が、路肩から流れ出した砂で四輪がスキッドしたりしますので、調子こいて走ると痛い目を見ることになります(汗)。
K350を経てR352に復帰、R121→R400と走っているうちに雨が降り始め、ルーフ・クローズ。
混雑を避けるべくK56へとエスケイプ、濡れ落ち葉に覆われた雨の山道を走り抜け、東北自動車道/矢板ICへと向かうK30に出ました。
沿道のホームセンター「
カインズ矢板店」の軒先で売っていたたこ焼きで小腹を満たし、撤収です。
本日の走行距離は、605km。
走行時間は8時間55分、平均速度は70km/h。
平均燃費は、11.3km/lでした。
奥只見を抜けるR352は景色も距離も曲がりっぷりも最高で、山岳ドライブの魅力に溢れた素晴らしいルートだと思います。

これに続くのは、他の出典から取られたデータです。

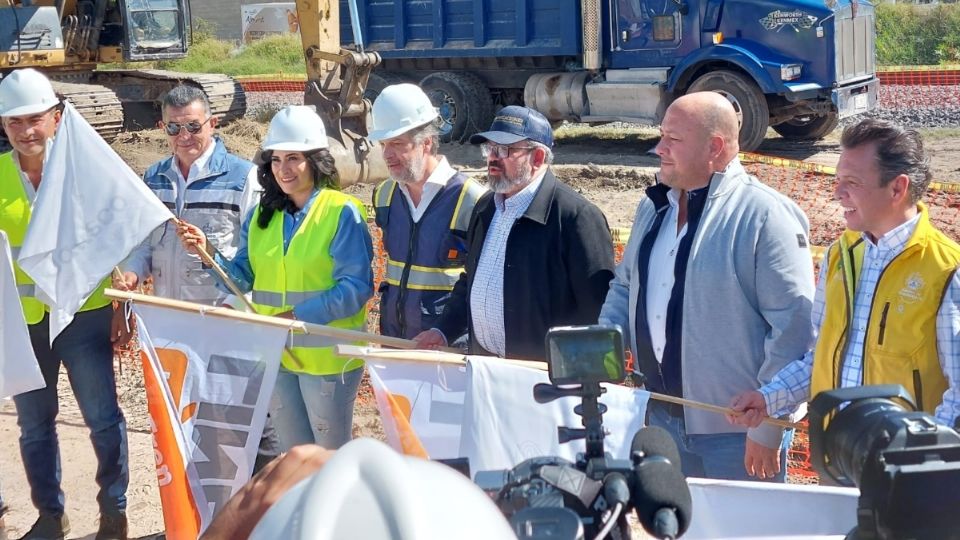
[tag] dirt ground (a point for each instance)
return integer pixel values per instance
(610, 169)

例年、11月上旬から翌年6月下旬までの間は雪で未通となるため、走れるのは1年のうち4ヶ月間程度しかありませんが、それがまた妙にドライブ心をくすぐるんですよねぇ(笑)。
同じく新潟⇔福島県境越えのルートである六十里越/R252と双璧を成すおもしろさですので、皆さんも是非一度走ってみてくださいね!